New-found-land’s foundlings
Do you think it’s possible that North America was known by Europeans before Columbus? The answer should be yes, because archaeological science has proven it is so. I’m talking about the Norsemen who set up villages in Newfoundland, if that's not too technical. But the Basque were also known to make fishing villages on Turtle Island’s North Atlantic shores. The first European explorers charting up the coast found them or their presence in a seasonally abandoned village site or two.
The ancient Basque presence in the area along the St. Lawrence is also seen in the naming of the Iroquois, a Basque word meaning ‘killer people.’ When the French came up the St.

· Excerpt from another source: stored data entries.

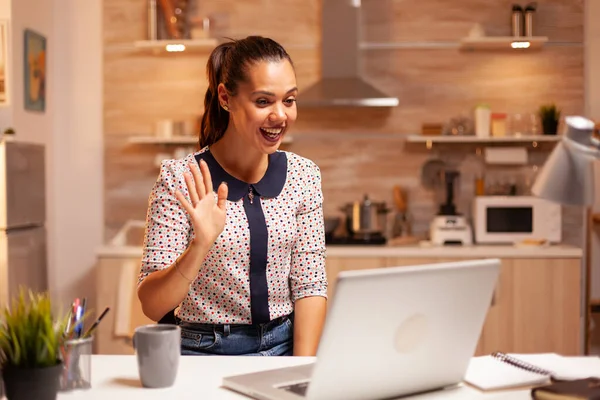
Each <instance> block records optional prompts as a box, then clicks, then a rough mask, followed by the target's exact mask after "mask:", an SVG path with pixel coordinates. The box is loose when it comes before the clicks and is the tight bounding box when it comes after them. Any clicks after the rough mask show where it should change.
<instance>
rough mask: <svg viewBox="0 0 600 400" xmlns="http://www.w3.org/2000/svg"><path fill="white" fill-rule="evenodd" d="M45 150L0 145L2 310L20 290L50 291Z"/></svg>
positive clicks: (12, 143)
mask: <svg viewBox="0 0 600 400" xmlns="http://www.w3.org/2000/svg"><path fill="white" fill-rule="evenodd" d="M45 223H46V177H45V149H44V146H43V145H41V144H33V143H23V142H16V141H12V140H11V141H7V140H4V141H1V140H0V307H4V306H5V305H6V304H8V302H9V301H10V299H12V298H14V296H15V295H16V294H18V290H19V287H20V286H22V287H24V288H26V289H31V290H33V291H38V292H41V291H47V290H48V277H47V244H46V242H47V240H46V227H45Z"/></svg>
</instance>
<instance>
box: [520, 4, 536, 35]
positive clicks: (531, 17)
mask: <svg viewBox="0 0 600 400" xmlns="http://www.w3.org/2000/svg"><path fill="white" fill-rule="evenodd" d="M535 8H536V3H529V4H527V6H525V11H524V13H525V17H524V19H525V23H524V25H525V27H524V32H525V33H524V35H523V36H533V14H534V13H535Z"/></svg>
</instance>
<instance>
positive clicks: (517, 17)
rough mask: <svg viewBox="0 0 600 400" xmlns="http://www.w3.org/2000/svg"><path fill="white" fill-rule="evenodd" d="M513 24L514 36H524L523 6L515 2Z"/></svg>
mask: <svg viewBox="0 0 600 400" xmlns="http://www.w3.org/2000/svg"><path fill="white" fill-rule="evenodd" d="M511 26H512V35H513V36H516V37H520V36H523V8H522V7H521V6H520V5H518V4H513V9H512V17H511Z"/></svg>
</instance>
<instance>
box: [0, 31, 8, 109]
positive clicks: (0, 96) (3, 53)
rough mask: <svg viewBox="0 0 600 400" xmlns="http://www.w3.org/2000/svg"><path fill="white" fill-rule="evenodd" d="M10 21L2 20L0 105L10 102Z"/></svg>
mask: <svg viewBox="0 0 600 400" xmlns="http://www.w3.org/2000/svg"><path fill="white" fill-rule="evenodd" d="M8 65H9V62H8V21H7V20H0V106H4V105H7V104H8V71H7V69H8Z"/></svg>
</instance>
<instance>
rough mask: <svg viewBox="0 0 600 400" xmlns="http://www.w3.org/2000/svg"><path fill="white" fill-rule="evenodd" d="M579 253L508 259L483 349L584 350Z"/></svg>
mask: <svg viewBox="0 0 600 400" xmlns="http://www.w3.org/2000/svg"><path fill="white" fill-rule="evenodd" d="M581 293H582V292H581V261H580V259H503V260H502V272H501V277H500V280H499V285H498V286H497V288H496V297H495V302H494V304H493V305H492V307H490V310H489V312H488V315H487V318H486V323H485V325H484V329H483V333H482V343H481V346H480V347H479V348H478V351H479V353H480V354H489V353H490V352H493V351H504V352H512V353H544V352H557V353H560V354H563V355H577V354H581V353H582V346H581V344H582V336H581V332H582V327H581V324H582V319H581V318H582V316H583V314H582V306H581Z"/></svg>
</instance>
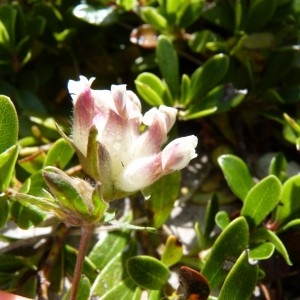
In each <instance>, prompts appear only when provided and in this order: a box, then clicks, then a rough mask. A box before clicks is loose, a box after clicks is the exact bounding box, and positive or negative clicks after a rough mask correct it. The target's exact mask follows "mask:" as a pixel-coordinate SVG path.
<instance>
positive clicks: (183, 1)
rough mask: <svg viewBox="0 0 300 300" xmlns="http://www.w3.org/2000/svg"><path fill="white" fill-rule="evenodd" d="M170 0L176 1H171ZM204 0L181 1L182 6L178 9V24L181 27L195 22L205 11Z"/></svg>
mask: <svg viewBox="0 0 300 300" xmlns="http://www.w3.org/2000/svg"><path fill="white" fill-rule="evenodd" d="M169 2H175V1H170V0H169ZM203 4H204V1H202V0H201V1H185V0H183V1H181V7H180V9H178V11H177V18H176V24H177V25H178V26H179V27H180V28H187V27H188V26H189V25H191V24H192V23H194V22H195V21H196V20H197V19H198V18H199V17H200V16H201V14H202V12H203V6H204V5H203Z"/></svg>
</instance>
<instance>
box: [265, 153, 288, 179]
mask: <svg viewBox="0 0 300 300" xmlns="http://www.w3.org/2000/svg"><path fill="white" fill-rule="evenodd" d="M286 168H287V161H286V158H285V156H284V155H283V154H282V153H277V154H276V155H275V156H274V157H273V158H272V160H271V162H270V166H269V174H270V175H275V176H276V177H278V178H279V179H280V180H281V181H284V180H285V179H286V177H287V173H286Z"/></svg>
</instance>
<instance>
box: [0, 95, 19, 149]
mask: <svg viewBox="0 0 300 300" xmlns="http://www.w3.org/2000/svg"><path fill="white" fill-rule="evenodd" d="M0 132H1V139H0V153H2V152H3V151H5V150H6V149H8V148H10V147H11V146H13V145H14V144H16V142H17V139H18V116H17V112H16V109H15V107H14V105H13V103H12V101H11V100H10V99H9V98H8V97H6V96H3V95H0Z"/></svg>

Lawrence in 1534 the Basque had worked the waters for years, perhaps thousands.
One explanation for the similarity in form and function between the Clovis spearhead dated 13,500 BP and the Salutrean point dated to around 20,000 is that the Salutreans sailed across the ocean and introduced this new fluted technique to the people they met in the New World.
The Salutreans were the very creative people who painted on the cave walls in southern France. I contend the Salutreans were also seagoing people who would later be known as Basques. The theory is a mini-ice age would have allowed Salutrean ships of leathern sail to keep land in sight as they made their way to the cod runs along the east coast of that far and mysterious land where lived the others. The killer people would have been among the others. So would the Huron and Neutrals along with the various and much more numerous Algonquin tribes.
We don’t know what name the Basque would have given the Huron-Wendat Iroquois they would have met and certainly traded with. The Haudensaunee Iroquois, that is most of those nations that would become the Confederation, were not part of the Huron-Neutral-Riviere au Vase-Erie-Wenro-French trade network, an oversight that contributed to the extinction of most of the latter, that is all except the French and the Wyandot. Those Indigenous Huron and Neutral people who survived and continued to coalesce, took the name Wyandot. In an odd fact of history, the noted orator Kandiaronk was born Huron-Petun but died Wyandot.